ANNIE’S MAILBOX: Will he give up son to avoid ex?
By Kathy Mitchell and Marcy Sugar
Dear Annie: After five years of consistent visits with my 8-year-old son, I have decided to stop seeing him. This is heartbreaking, but I can’t tolerate my ex-wife’s behavior.
This woman insults and bullies me, continues to interfere with my decreed visits with our son and shows me absolutely no respect. Worse, I am still physically attracted to her, and when I pick up my son, she intentionally makes me see her. I think I should unleash her by no longer exercising regular visitations with our son. This is a difficult decision, but it should help me in the long run. Am I thinking right?
Walking Away
Dear Walking Away: Absolutely not. It may be in your best interest right now to abandon your son, but it is not in his best interest, and in the long run, you will regret it, as well. This is not about your ex-wife. It is about your child, who needs you and will not understand why you don’t love him enough to stick it out. You have a responsibility to this boy and should not give up on him because it’s difficult and distracting for you. You need to find a healthier way to deal with your ex. First talk to your lawyer about arranging visitation so she cannot “interfere.” Then get counseling to figure out how to stop letting her manipulate you.
Dear Annie: I want to throw a birthday party for my best friend, “Olivia.” However, she is still friends with “Ava,” a person I can’t stand. We used to be friends, but no longer.
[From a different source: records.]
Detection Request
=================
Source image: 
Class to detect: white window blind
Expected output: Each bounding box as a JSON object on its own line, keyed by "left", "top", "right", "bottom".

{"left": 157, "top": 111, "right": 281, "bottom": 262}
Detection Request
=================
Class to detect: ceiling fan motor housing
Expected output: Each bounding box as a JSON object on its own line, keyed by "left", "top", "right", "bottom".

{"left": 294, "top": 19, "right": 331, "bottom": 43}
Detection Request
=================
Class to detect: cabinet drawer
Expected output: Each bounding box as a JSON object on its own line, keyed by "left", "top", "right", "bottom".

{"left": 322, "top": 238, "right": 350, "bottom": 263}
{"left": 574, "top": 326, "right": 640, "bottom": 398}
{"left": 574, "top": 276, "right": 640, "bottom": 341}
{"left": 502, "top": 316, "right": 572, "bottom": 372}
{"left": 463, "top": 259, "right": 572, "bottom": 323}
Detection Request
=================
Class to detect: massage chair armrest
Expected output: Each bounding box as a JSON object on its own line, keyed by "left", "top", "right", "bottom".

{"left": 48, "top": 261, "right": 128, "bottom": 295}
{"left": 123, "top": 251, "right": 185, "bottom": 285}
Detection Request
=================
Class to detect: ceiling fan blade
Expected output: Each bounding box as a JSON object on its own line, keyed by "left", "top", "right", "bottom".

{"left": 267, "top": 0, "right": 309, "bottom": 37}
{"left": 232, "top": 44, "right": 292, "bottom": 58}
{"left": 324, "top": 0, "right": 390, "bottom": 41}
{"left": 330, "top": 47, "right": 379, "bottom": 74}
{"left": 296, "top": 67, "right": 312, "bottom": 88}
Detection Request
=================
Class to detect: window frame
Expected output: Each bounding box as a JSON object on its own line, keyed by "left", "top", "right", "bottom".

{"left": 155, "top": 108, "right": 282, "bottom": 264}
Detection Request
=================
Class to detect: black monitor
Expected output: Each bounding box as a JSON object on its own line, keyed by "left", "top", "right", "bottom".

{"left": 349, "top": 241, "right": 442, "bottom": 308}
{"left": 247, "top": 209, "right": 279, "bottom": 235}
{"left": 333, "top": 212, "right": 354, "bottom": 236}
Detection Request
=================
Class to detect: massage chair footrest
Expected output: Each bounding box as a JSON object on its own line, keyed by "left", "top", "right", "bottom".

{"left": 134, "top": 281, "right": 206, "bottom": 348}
Now some mutual friends say I have to invite Ava to the party anyway. Do I have to do this, even though I’m paying for everything?
Loudmouth in Connecticut
Dear Connecticut: If you are paying for the party, you get to invite the people you want. However, those mutual friends have a point — the party is for Olivia, and it might make her happy to have all her friends there. The choice is yours.
Dear Annie: This is for “Never Kissed a Girl,” the 17-year-old boy who has never had a girlfriend. I suggest he follow Dale Carnegie’s “Six Ways to Make People Like You.” I’ve been following these rules for 50 years, and people think I’m the greatest conversationalist alive.
Manchester, Mo.
Dear Manchester: Several readers suggested Dale Carnegie’s list. Here it is:
Become genuinely interested in other people.
Smile.
Remember that a person’s name is to him or her the sweetest and the most important sound in any language.
Be a good listener. Encourage others to talk about themselves.
Talk in terms of the other person’s interest.
Make the other person feel important — and do it sincerely.
Printed with permission from Dale Carnegie, “How To Win Friends and Influence People.”